The REIT also pointed to “transitory downtime between replacement tenants in Commodity Hub, lease expiries at certain properties, absence of contribution from the divested Jinshan Chemical Warehouse and a weaker Australian dollar. This was partially offset by rental contribution from the warehouse in Altona, Victoria, Australia that was acquired in April 2019.”
Gross revenue for the quarter ended 30 September declined 12 percent on-year to S$27.72 million, the REIT said in a filing to SGX.
The distribution per unit (DPU) for the quarter came in at 1.313 Singapore cents, with 1.263 Singapore cents from operations and 0.05 Singapore cent from capital, the filing said. That was down 11 percent from a DPU 1.475 Singapore cents in the year-ago quarter, the REIT said.
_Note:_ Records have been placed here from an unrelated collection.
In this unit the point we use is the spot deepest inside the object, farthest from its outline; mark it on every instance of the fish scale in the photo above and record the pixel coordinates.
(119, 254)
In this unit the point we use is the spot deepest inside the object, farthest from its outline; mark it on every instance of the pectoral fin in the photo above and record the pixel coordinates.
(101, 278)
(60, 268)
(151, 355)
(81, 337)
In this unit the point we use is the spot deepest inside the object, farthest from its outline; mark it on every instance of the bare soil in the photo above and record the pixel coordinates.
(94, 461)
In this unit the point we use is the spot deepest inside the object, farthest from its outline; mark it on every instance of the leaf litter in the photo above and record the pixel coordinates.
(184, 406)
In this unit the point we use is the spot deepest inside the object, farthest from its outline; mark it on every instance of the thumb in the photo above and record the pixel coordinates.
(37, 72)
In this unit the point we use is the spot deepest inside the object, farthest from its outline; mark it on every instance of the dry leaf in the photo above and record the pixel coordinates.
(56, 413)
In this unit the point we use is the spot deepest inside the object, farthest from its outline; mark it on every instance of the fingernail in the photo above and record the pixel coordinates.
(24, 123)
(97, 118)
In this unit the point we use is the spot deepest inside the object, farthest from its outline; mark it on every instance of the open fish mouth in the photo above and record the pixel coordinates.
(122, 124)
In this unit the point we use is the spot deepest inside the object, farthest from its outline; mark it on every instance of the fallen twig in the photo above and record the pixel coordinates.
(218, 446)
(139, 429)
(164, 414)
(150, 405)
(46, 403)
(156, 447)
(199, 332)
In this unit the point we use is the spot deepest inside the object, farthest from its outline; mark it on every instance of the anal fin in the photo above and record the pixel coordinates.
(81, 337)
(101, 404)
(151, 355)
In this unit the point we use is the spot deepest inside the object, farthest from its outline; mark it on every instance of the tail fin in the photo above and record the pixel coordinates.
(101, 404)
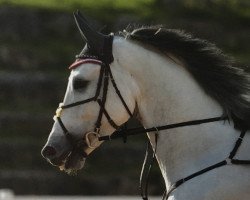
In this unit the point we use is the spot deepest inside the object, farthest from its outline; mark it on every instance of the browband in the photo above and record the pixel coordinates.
(84, 61)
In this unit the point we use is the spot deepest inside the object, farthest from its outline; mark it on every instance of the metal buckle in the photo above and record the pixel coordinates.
(59, 110)
(229, 161)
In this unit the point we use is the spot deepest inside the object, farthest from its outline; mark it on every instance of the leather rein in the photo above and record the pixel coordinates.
(100, 97)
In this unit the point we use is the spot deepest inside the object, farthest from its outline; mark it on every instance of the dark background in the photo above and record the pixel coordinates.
(38, 41)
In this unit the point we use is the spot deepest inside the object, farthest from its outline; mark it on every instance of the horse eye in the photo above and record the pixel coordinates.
(80, 84)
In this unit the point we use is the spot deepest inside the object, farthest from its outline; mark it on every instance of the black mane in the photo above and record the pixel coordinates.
(213, 70)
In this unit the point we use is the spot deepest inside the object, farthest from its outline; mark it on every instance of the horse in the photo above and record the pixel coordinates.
(192, 100)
The portfolio’s committed occupancy rose to 94.0 percent for the third quarter, up from 90 percent in the second quarter, after the signing of 1.3 million square feet of new leases and renewals this year, the trust said.
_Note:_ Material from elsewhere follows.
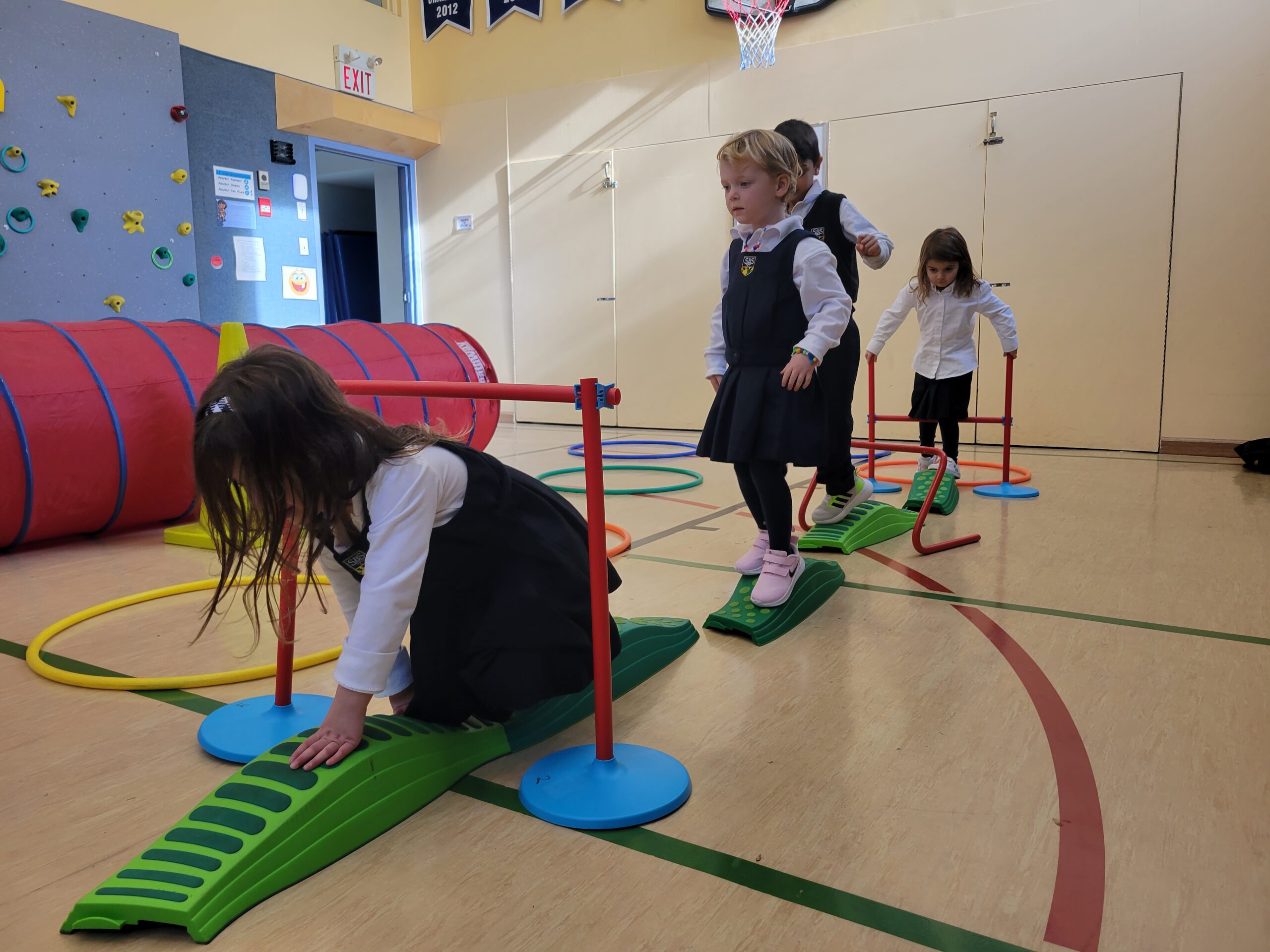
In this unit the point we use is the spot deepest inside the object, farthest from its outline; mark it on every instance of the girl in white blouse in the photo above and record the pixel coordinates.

“We are pleased with the improvement in portfolio committed occupancy to 94.0 percent. Signing of 1.3 million square feet of leases year-to-date is no easy task,” Daniel Cerf, CEO of the REIT’s manager, said in the statement.
“This is testament to our proactive asset management efforts to maintain high portfolio occupancy in a challenging business environment. We continue to be very focused and committed in our strategy to driving organic growth and operational efficiencies while identifying suitable opportunities to further unlock and build portfolio value,” Cerf added.
For the nine-month period, Cache Logistics Trust reported net property income of S$65.36 million, down 3.2 percent on-year, on gross revenue of S$86.35 million, down 4.6 percent on-year. The DPU for the nine-month period was 4.147 Singapore cents, down 5.8 percent from 4.401 Singapore cents in the year-ago period, the filing said.
In its outlook, Cache Logistics Trust pointed to an October Colliers report projecting rentals for Singapore logistics assets would remain subdued amid the “volatile global trade situation” and economic slowdown, offset by a smaller supply pipeline for logistics space, which should help stabilize vacancies.
In Australia, the trust cited Reserve Bank of Australia’s expectations growth would remain underpinned, in part, by low interest rates and infrastructure spending.
“Australia’s industrial sector continues to see growth and is the best performing sector in the property market. The strong demand in 2018 and low vacancy has translated into higher supply in the first half of 2019 as tenants saw challenges in finding existing spaces that can meet their needs,” the trust said, citing a report from m3property Insight.